In the face of these delusions, the preacher stands to tell the truth. All our collective efforts at reform amount to rearranging deckchairs on the Titanic. We might be able to tidy up a bit, but the ship is still sinking. Our society doesn’t need reform. We need rescue.
The pervasive essence of sin.
At the heart of the problem is a flawed understanding of the essence of sin. We read the account of Adam and Eve in the garden with eyes focused on the forbidden fruit. We speculate that, if they had just left the tree of knowledge alone, the story would have been so different. If only they had abided by the one rule God had given them, the world would be a better place.
This kind of thinking misses the real point of Genesis 3. The essence of sin is not seen in the rule that was broken, but in the temptation itself. The serpent didn’t appeal to Eve’s hidden desire to break a rule, or even to her appetite for a tasty fruit. The real temptation was in the promise that she would be like God.
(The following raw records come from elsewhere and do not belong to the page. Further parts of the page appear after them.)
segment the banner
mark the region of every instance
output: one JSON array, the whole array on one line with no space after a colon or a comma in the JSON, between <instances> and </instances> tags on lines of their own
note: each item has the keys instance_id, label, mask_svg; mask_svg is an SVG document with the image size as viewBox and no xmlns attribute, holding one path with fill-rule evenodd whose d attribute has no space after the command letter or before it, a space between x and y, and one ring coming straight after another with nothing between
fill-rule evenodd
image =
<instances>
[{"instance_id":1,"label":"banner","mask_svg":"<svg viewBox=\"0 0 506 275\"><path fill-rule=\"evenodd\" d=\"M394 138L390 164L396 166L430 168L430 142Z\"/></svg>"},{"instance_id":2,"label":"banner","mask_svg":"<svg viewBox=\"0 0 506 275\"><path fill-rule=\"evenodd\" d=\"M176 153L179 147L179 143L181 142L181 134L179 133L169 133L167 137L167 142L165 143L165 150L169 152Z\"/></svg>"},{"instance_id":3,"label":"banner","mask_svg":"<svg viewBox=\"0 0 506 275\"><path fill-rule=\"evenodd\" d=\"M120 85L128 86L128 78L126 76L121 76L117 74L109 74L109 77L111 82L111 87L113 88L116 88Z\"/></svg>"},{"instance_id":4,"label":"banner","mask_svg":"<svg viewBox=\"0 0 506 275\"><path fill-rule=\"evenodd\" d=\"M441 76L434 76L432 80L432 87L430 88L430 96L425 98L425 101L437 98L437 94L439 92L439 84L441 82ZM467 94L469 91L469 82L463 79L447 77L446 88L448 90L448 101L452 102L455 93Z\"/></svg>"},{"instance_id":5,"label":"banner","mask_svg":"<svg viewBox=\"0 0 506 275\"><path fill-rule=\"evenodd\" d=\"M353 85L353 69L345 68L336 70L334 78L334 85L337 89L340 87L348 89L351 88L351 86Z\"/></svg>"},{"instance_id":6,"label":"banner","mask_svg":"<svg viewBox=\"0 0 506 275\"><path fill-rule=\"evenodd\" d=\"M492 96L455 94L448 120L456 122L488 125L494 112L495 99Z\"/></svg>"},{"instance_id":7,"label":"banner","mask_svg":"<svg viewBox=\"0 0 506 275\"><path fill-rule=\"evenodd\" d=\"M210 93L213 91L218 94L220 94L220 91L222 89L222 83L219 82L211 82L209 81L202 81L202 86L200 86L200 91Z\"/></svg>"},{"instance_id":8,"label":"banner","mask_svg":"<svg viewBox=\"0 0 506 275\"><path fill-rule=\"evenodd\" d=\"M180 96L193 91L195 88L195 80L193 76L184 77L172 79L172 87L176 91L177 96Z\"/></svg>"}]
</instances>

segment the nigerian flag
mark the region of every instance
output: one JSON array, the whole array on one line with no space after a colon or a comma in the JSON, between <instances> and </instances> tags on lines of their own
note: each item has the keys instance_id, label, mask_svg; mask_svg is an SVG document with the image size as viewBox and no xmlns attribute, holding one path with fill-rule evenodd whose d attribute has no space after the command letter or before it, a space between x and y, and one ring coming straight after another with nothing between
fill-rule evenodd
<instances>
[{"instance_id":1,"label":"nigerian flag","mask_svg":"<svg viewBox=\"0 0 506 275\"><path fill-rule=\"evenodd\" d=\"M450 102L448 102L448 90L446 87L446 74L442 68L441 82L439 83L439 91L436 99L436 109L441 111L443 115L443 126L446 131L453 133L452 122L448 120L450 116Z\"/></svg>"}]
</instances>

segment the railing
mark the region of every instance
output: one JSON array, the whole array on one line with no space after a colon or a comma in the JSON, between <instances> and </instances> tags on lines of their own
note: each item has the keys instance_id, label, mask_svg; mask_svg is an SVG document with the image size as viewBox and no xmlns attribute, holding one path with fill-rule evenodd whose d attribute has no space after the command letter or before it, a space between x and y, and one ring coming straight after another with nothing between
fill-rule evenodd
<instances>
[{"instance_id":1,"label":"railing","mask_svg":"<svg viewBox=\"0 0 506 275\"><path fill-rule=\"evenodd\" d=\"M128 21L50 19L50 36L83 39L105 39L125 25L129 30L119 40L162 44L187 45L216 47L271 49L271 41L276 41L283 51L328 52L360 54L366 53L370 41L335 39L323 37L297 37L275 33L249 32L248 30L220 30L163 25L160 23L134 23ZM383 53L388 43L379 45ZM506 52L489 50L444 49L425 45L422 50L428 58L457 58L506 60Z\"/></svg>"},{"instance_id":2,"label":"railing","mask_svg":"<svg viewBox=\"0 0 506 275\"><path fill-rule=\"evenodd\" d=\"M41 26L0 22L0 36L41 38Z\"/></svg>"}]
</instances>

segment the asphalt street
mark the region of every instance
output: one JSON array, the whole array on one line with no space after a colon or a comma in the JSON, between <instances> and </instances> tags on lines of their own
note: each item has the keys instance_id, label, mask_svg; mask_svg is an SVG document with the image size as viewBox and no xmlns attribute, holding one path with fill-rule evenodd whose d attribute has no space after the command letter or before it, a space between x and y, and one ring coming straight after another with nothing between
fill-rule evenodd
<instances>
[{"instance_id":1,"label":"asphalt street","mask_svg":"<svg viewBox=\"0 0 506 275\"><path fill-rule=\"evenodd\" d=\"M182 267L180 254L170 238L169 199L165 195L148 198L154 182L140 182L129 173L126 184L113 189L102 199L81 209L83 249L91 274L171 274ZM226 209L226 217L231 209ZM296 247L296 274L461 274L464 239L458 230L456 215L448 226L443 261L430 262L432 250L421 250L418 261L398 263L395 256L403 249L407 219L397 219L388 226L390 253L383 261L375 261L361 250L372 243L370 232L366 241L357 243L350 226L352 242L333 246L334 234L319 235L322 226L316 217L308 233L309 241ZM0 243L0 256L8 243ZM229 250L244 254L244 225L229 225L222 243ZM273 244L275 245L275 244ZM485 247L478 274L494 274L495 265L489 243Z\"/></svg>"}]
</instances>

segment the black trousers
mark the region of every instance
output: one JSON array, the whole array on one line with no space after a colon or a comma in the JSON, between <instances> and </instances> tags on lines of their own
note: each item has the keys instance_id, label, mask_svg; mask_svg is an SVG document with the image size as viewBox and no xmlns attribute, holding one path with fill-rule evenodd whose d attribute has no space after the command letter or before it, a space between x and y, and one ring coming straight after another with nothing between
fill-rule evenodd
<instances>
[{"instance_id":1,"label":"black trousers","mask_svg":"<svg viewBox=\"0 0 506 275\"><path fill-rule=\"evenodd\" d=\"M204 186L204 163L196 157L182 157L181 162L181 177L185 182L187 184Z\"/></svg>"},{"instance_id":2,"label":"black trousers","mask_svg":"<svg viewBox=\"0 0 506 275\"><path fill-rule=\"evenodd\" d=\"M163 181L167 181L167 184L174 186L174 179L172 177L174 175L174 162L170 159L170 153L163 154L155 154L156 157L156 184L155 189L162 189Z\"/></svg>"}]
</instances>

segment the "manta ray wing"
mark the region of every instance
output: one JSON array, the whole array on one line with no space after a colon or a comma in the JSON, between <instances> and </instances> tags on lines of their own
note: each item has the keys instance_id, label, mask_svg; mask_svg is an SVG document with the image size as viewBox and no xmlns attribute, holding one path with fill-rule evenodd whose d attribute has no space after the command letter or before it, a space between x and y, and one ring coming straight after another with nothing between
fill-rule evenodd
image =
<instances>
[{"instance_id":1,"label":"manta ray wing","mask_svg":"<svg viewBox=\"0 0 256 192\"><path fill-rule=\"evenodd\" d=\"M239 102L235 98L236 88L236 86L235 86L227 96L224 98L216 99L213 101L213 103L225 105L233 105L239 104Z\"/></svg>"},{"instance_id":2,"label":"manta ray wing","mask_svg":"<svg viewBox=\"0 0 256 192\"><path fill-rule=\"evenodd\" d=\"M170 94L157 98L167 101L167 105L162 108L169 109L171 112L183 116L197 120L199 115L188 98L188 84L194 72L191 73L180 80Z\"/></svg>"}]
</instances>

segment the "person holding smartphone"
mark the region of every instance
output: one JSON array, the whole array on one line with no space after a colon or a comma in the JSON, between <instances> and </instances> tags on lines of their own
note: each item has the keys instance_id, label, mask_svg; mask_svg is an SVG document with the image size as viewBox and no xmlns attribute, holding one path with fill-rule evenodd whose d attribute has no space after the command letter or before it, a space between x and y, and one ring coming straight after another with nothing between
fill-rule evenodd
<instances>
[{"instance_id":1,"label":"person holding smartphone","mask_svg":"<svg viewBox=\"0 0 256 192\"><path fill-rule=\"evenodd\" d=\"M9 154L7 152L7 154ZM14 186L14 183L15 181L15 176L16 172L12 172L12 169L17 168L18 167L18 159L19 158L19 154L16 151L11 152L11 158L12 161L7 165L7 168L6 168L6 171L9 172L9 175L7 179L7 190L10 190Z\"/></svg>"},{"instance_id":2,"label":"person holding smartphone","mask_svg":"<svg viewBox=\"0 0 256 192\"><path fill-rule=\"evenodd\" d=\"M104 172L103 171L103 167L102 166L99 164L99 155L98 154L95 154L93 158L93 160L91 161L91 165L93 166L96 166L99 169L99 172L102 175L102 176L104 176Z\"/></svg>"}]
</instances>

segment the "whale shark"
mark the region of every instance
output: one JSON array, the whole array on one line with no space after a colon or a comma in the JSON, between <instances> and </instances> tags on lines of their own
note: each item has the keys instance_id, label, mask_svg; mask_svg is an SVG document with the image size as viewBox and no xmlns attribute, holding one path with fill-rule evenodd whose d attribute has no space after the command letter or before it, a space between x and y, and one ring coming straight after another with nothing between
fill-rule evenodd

“Sins” can variously be described as missing the mark, transgressing the law, violating a relationship, knowing what is right to do and not doing it. But “sin” at its core is always idolatry. We desire to be our own gods, and we can only do so by rebelling against the one who actually is God.
Preaching matters because as God’s people gather around his word proclaimed there is the real possibility of naming our brokenness. God’s word will always confront us at the point of our idolatry. When his light is shed on our sin, we are in the place where we can receive the Good News of his grace.
[1] Eugene Peterson, The Contemplative Pastor: Returning to the Art of Spiritual Direction, 117-128.